Le phénomène ne se produit pas au même stade du développement chez l’oie cendrée et chez le choucas (pour la première, il a lieu dès la sortie de l’œuf, pour le second, c’est au moment où l’oisillon quitte le nid) mais il se produit toujours au même moment pour une espèce donnée, et ne dure que quelques heures. Passé ce délai, l’empreinte ne se produit plus.

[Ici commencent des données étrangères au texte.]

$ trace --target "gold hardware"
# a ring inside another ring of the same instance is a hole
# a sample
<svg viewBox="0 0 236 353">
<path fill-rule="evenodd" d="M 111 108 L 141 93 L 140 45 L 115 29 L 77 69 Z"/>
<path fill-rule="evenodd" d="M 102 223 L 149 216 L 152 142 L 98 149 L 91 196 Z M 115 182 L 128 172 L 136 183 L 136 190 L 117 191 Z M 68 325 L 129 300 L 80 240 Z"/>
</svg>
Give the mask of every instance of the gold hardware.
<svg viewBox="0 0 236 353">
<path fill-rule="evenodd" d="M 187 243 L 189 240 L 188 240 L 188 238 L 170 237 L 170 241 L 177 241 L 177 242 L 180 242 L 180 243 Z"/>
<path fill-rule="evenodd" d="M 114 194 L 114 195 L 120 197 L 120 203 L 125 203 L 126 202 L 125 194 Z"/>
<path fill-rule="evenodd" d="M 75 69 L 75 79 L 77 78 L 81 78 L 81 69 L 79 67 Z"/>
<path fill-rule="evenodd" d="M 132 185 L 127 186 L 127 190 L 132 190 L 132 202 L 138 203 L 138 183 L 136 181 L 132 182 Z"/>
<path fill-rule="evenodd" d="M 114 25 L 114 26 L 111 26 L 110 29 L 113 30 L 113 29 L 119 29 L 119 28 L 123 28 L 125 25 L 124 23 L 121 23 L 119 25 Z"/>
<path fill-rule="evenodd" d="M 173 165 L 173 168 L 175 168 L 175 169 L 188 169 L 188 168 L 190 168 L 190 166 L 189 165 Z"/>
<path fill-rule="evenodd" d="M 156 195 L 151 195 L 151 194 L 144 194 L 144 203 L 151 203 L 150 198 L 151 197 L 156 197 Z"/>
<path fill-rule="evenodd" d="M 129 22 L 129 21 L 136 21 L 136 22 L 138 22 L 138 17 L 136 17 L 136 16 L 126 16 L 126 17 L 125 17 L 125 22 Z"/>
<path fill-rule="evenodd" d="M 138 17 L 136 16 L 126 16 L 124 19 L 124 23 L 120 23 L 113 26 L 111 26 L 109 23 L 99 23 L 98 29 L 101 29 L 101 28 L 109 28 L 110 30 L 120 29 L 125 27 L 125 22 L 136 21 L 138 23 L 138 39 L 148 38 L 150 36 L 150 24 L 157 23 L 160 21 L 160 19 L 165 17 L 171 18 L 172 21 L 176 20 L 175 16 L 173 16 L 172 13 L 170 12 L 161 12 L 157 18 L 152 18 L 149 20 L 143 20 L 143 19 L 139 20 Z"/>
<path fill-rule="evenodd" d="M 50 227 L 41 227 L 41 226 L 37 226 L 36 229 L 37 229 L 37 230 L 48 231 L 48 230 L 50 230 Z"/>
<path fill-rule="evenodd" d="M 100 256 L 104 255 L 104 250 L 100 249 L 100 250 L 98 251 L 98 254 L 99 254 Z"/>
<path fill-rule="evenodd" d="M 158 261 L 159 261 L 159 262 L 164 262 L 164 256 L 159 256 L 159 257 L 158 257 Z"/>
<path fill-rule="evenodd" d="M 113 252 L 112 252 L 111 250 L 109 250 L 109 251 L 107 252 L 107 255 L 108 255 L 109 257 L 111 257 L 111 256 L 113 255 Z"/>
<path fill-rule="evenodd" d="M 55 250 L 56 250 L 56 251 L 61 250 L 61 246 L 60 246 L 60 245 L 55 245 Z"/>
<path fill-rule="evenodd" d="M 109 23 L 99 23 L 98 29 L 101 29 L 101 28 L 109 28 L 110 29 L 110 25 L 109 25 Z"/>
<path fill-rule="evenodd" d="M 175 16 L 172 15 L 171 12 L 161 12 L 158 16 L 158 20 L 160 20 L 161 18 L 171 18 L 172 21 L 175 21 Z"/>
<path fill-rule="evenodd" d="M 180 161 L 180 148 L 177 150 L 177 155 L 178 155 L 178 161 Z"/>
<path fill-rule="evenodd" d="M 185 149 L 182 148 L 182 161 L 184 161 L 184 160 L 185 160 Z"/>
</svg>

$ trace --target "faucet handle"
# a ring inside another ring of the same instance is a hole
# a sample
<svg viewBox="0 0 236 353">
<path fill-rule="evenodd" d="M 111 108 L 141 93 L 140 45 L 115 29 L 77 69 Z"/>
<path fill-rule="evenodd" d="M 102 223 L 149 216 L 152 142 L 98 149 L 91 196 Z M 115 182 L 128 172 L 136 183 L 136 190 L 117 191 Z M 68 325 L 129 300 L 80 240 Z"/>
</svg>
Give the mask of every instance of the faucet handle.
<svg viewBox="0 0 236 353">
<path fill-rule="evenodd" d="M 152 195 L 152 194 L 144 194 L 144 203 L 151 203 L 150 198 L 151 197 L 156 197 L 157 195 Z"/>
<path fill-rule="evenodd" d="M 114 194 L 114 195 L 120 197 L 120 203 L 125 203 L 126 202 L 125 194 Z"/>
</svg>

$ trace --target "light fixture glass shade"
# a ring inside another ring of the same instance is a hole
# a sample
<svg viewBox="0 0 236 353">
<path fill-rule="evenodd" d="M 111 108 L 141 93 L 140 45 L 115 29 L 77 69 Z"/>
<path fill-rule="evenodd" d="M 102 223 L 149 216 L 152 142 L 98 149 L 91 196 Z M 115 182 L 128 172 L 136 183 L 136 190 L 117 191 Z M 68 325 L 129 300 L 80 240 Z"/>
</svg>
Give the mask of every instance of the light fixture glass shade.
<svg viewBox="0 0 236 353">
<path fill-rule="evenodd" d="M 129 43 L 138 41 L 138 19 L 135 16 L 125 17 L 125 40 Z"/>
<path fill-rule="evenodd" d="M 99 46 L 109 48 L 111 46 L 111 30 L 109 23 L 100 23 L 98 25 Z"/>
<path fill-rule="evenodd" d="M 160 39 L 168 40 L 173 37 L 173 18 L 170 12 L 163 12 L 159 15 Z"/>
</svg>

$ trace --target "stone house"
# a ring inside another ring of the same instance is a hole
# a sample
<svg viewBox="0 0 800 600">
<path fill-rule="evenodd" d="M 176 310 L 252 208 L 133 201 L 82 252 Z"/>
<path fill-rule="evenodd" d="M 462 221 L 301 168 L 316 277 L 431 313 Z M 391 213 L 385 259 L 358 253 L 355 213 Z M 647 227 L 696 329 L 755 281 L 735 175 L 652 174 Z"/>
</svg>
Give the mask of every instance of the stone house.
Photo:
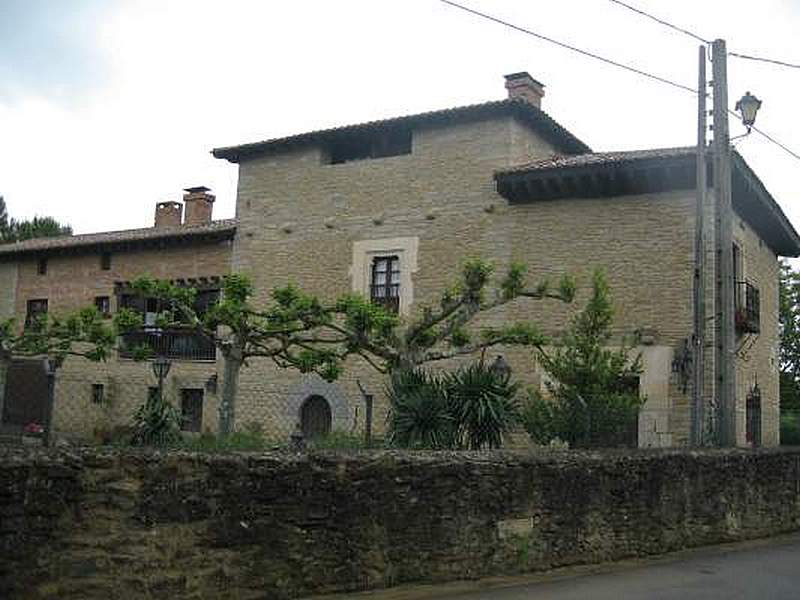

Et lorsque l’oiseau à fixé son attachement sur un être vivant ou même sur un leurre, un oiseau en bois, cet attachement est irréversible et l’animal suivra toute sa vie cette « mère » qu’il a adoptée. Lorenz, qui s’intéressait à l’instinct, c’est à dire à ce qui est inné chez l’animal, venait paradoxalement d’identifier un phénomène d’apprentissage, indiscutablement acquis.

Le plus beau dans l’histoire de l’empreinte, telle que Lorenz lui-même la raconte dans un livre intitulé « Les oies cendrées » publié lorsqu’il avait 80 ans passés, c’est que cette relation privilégiée avec les animaux remontait à sa plus tendre enfance.
À l’âge de 6 ans, sa mère lui avait offert un caneton qui venait de naître. Le caneton poussait un cri d’abandon. Le petit garçon, ému, répondit en imitant le cri du canard ; le caneton le suivit et devint son ami pour la vie.

L’empreinte est un phénomène observé chez l’animal. On n’en a jamais démontré l’existence chez l’être humain. Mais il n’est pas interdit d’adopter la formule favorite de Konrad Lorenz : « Tout ce à quoi nous consacrons notre vie commence par une émotion. »

Et je dédie cette chronique à Maddy, une grande dame qui aime et soigne les animaux – et à qui les animaux le rendent bien.